In a move that would leave it with only three refineries in the US, Shell is looking for buyers for its 144,000-bpd Anacortes refinery in Washington, according to Reuters, which obtained its information from an unnamed source.
The move, which would mean Shell has put 7 US refineries up for sale (5 per cent of the country’s refining capacity), would mean its refining operations in North America would be concentrated in the Gulf Coast – with two refineries in Louisiana and one in Texas.
The sale would form part of a divestment program announced by the Anglo-Dutch supermajor. It envisages the offloading of £3.8 billion worth of assets last year and this year, each.
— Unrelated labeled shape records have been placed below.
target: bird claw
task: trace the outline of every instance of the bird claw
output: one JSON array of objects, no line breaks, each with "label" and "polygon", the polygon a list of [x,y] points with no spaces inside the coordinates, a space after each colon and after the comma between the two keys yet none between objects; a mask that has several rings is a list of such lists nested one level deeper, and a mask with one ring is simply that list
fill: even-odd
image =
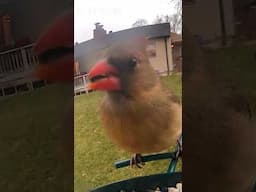
[{"label": "bird claw", "polygon": [[140,169],[145,165],[145,163],[142,161],[141,154],[135,154],[132,156],[132,158],[130,160],[130,166],[133,168],[134,165],[136,165],[136,167],[138,167]]},{"label": "bird claw", "polygon": [[175,152],[175,157],[181,157],[182,154],[182,138],[180,137],[179,140],[177,141],[177,148]]}]

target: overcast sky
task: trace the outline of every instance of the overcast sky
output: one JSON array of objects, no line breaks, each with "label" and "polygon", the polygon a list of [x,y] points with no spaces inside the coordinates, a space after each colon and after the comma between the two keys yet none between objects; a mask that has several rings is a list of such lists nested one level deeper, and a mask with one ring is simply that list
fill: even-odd
[{"label": "overcast sky", "polygon": [[175,12],[170,0],[75,0],[75,42],[93,38],[94,23],[104,29],[120,31],[130,28],[138,19],[152,23],[157,15]]}]

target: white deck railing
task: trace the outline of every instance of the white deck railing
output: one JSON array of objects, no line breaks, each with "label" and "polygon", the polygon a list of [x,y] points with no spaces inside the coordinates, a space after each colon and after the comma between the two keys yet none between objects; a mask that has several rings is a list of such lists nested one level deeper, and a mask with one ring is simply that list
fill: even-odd
[{"label": "white deck railing", "polygon": [[33,44],[0,52],[0,81],[7,81],[15,76],[31,71],[38,59],[33,54]]}]

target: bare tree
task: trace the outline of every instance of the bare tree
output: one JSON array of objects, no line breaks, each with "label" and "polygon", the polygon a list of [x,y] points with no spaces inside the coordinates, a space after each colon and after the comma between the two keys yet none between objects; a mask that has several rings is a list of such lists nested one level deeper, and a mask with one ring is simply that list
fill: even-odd
[{"label": "bare tree", "polygon": [[135,23],[132,24],[132,27],[140,27],[140,26],[144,26],[147,25],[148,22],[145,19],[138,19]]},{"label": "bare tree", "polygon": [[173,15],[157,15],[154,24],[158,23],[170,23],[171,31],[174,33],[181,32],[181,17],[175,13]]},{"label": "bare tree", "polygon": [[170,0],[174,5],[176,13],[171,16],[170,25],[171,30],[176,33],[182,31],[182,0]]}]

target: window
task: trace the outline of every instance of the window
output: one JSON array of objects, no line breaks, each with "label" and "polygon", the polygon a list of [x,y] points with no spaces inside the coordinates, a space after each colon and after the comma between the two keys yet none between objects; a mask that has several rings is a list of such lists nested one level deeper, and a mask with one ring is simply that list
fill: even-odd
[{"label": "window", "polygon": [[156,57],[156,42],[149,41],[147,46],[147,53],[149,57]]}]

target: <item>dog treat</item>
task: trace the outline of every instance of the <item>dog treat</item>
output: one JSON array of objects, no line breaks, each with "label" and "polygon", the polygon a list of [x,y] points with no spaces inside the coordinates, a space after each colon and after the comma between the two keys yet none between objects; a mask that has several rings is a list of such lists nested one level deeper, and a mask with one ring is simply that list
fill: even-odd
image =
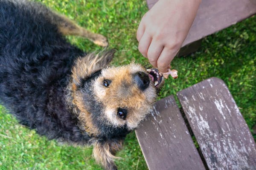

Last year Shell sold its Martinez, California refinery, and it also has a Canadian facility up for sale – the 75,000-bpd Sarnia refinery in Ontario. The Californian deal, which is with independent refiner PBF Energy Inc, will see the supermajor get up to £700 million.
Its remaining US refineries, should this deal go through, are Louisiana (with a combined capacity of half a million barrels daily), and Texas (with a capacity of 340,000 bpd).
But buyers are difficult to come by. A Tudor Pickering Holt & Co. said to Reuters of the deal: “When some of your really big companies have stopped buying refineries, that really slows things down,”.
Matt Flanagan, an executive from energy advisory firm Opportune, added: “Refiners don’t want to overpay for an asset with environmental liabilities that might require unknown capital expenditure to meet future requirements.”